PCR Introduction

What is PCR?

Polymerase chain reaction (PCR) is a method widely used in molecular biology to make many copies of a specific DNA or RNA segment. PCR is a revolutionary method developed by Kary Mullis in the 1980s. PCR is based on the ability of DNA polymerase to synthesize new strand of DNA complementary to the offered template strand. Polymerase means an enzyme that makes polymers of any other molecule which in this technique is DNA or RNA. Chain reaction is a type of reaction which progresses in an exponential way or simply, if the first reaction produces two molecules, the second reaction will make four and the third will make 16 copies, and then 32, 64, 128, 512 copies and so on. So in a matter of just a few hundred reactions, billions of copies of a single fragment of DNA or RNA can be produced.

There are some common types of PCR: real-time PCR (quantitative PCR or qPCR), reverse-transcriptase (RT-PCR), multiplex PCR, nested PCR, high Fidelity PCR, fast PCR, hot Start PCR, GC-Rich PCR.

The exponential amplification of DNA  in PCR Fig. 1 The exponential amplification of DNA in PCR. (Rodriguez D, et al, 2013)

How the PCR Takes Place?

The most commonly used equipment to perform PCR is the thermal cycler, which also called PCR machine. There are small tubes in PCR machine in which all the chemicals are inserted and the reaction takes place. Four key ingredients that should be put into these tubes are Taq polymerase, primers, DNA templates and the nucleotides.  Taq polymerase is a type of DNA polymerase that uses existing strands as templates to amplify the DNA. DNA polymerase needs primers to start the reaction as the polymerase can't initiate this reaction but can only propagate it. PCR primers are short sequences of nucleotides, usually about 20 nucleotides in length that provide a starting point for DNA synthesis. DNA template is the segment of original DNA which we want to amplify and nucleotides are the basic building blocks used for DNA synthesis.

Process of PCR

The process of PCR involves three main steps: denaturing, annealing, and extending. In denaturation, we raise the temperature of the machine to 95 ℃ to denature or separate the two strands of DNA and as a result, two separate strands of DNA are obtained. This usually takes between 15-30 seconds. Annealing is the step where we cool the temperature of the machine to 55 ℃ so that the primers in the PCR tube can bind to their target sequence on the single-stranded DNA. This step usually takes about 10-30 seconds. In extension, free nucleotides are required which used to make the new DNA. For extension, we increase the temperature to 72 ℃ so that the Taq polymerase extends the primers, synthesizing new strands of DNA. Here the Taq polymerase add new nucleotides to the short sequence of the primer to form new strands of DNA which is complementary to the original stand. These ingredients are assembled in tube along with cofactors needed by the enzyme and are put through repeated cycles of heating and cooling that allows new DNA to be synthesized.
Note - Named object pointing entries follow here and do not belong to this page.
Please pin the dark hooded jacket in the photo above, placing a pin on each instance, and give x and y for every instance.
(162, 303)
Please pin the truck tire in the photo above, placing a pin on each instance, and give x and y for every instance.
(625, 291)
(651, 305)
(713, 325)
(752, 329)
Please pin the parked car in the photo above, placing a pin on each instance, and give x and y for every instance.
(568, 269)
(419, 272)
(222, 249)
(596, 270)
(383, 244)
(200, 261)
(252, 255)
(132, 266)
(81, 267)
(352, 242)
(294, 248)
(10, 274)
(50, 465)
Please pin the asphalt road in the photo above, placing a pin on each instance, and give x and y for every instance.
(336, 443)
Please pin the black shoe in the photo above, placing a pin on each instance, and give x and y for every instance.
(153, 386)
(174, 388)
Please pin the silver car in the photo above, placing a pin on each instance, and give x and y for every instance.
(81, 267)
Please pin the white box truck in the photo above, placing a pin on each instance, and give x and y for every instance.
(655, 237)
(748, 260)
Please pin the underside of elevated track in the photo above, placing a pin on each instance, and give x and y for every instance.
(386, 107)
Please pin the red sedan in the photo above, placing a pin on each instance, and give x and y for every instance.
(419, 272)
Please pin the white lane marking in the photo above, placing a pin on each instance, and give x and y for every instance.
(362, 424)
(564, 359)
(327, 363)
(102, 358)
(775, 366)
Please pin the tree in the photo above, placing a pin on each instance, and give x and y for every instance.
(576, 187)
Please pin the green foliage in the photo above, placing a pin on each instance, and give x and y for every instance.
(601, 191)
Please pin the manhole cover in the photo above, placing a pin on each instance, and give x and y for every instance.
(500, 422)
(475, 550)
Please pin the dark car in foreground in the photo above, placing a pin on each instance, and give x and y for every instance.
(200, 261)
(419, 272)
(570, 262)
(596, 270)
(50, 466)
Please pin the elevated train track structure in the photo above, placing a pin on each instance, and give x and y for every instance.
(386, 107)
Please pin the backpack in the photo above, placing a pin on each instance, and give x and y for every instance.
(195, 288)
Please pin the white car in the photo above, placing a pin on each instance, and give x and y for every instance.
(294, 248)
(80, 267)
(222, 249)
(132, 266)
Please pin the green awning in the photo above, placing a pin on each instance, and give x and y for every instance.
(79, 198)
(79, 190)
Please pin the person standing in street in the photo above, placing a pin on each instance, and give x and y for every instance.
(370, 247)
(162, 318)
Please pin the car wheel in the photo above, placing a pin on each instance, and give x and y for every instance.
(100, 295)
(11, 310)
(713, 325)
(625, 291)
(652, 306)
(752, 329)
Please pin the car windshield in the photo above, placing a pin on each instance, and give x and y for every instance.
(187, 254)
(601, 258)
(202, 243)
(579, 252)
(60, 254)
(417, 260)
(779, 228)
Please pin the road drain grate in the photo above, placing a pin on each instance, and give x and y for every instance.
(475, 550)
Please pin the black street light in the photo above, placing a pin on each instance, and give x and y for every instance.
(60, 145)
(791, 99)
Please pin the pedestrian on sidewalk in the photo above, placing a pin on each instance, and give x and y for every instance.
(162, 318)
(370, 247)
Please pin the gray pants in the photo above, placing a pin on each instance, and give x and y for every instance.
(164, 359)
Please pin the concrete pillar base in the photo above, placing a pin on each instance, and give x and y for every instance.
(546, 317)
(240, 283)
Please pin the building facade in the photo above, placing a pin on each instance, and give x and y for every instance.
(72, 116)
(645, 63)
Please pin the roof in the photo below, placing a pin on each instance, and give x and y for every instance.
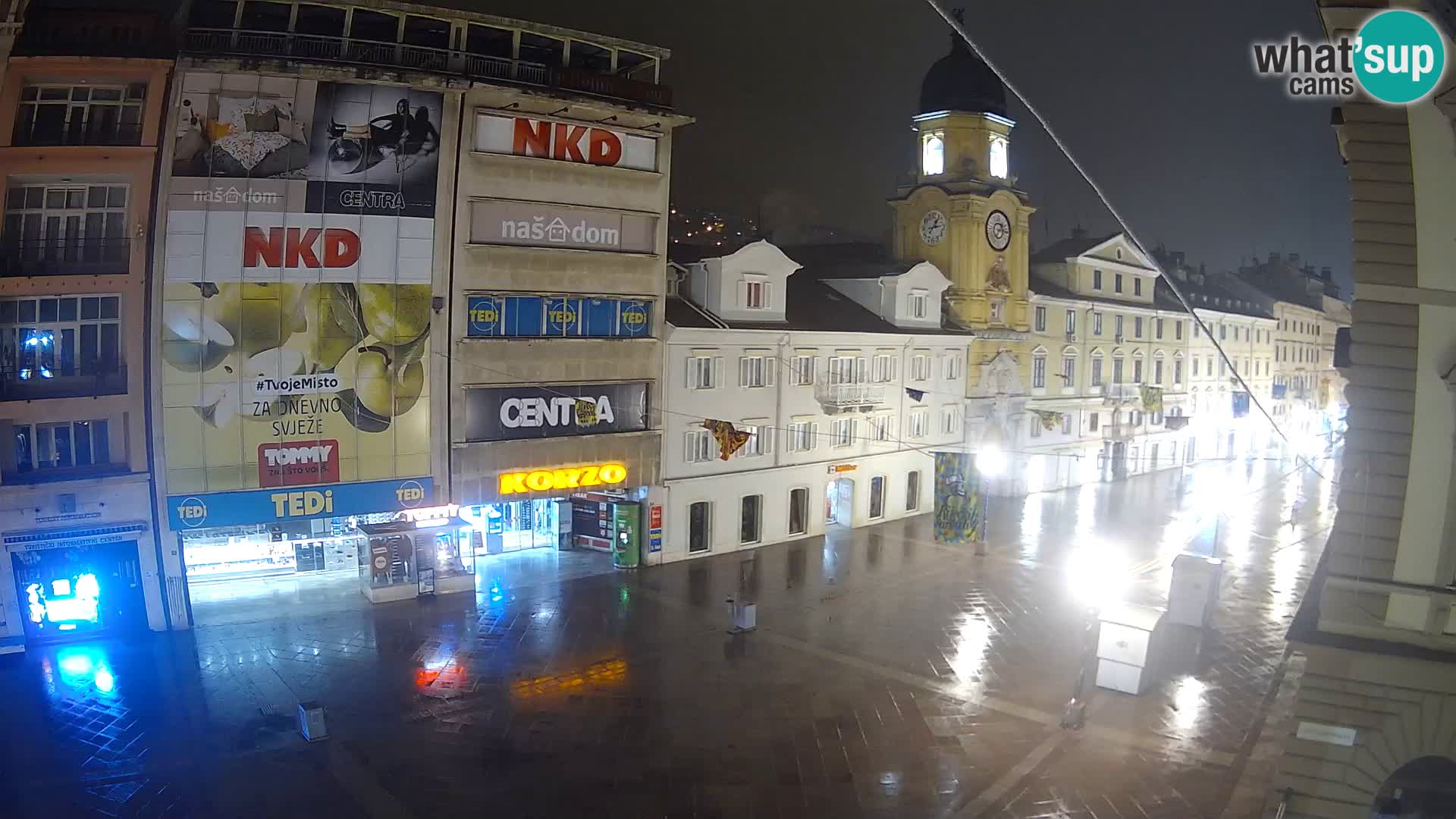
(1068, 248)
(962, 82)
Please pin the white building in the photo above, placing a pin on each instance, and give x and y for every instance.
(843, 376)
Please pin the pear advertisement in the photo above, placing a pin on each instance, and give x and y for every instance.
(297, 283)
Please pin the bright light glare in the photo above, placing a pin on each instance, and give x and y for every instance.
(990, 461)
(1097, 575)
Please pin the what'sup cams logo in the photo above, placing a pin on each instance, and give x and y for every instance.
(1397, 57)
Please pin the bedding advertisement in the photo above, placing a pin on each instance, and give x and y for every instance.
(297, 283)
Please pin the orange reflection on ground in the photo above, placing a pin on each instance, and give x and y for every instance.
(603, 673)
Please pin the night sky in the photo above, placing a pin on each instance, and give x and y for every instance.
(810, 101)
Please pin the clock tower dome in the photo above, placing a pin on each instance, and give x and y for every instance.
(963, 212)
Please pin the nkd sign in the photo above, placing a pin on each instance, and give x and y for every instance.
(514, 413)
(564, 142)
(542, 224)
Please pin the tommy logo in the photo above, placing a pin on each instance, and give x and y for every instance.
(297, 464)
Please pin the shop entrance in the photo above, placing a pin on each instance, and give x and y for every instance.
(79, 591)
(839, 502)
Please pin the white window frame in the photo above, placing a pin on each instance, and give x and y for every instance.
(921, 366)
(801, 435)
(699, 447)
(918, 423)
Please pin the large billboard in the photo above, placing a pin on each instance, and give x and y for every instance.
(297, 283)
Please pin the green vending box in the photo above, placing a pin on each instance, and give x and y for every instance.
(626, 534)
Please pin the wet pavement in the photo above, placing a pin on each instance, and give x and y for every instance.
(889, 676)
The main steps in the polymerase  chain reaction (PCR). Fig. 2 The main steps in the polymerase chain reaction (PCR). Image credit: Genome Research Limited

As a result of this single cycle of heating and cooling and then heating again. Two new double stranded DNAs are obtained from one DNA fragment. One of them is the original parent DNA and the other is a new DNA formed by the Taq polymerase. This process is repeated again and again, which makes the PCR a chain reaction. 

Application of PCR

PCR has many applications such as diagnosing infectious diseases, crime investigations and genetic research and molecular biology. To diagnose infections by viruses, we can take the blood sample of a patient who has been infected by the virus. The blood of patient contains the virus and there is its genetic material (the DNA). However, the amount of DNA in the sample is a very low quantity so amplification is needed. We can perform PCR on it to amplify and then detect it.  After amplification of the DNA of virus, we could study which type of virus it is and its properties. Similar processes applied in its other uses.

PCR is also used in food science to guarantee added value products as well as to minimize the risk of infection for the consumers. Real time PCR has been utilized in food diagnostics as it provides rapid, reliable and quantitative results. Several methods such as unspecific detection independent of the target sequence using fluorescent dyes (SYBR Green) and sequence-specific fluorescent oligonucleotide probes (TaqMan probes or molecular beacons) have been used.

References:

  1. Rodriguez-Lazaro D, Hernandez M. Real-time PCR in Food Science: Introduction[J]. Current Issues in Molecular Biology, 2013, 15(2):25-38.
  2. Johny T K, Bhat S G. PCR in Metagenomics[J]. Methods in Molecular Biology, 2017.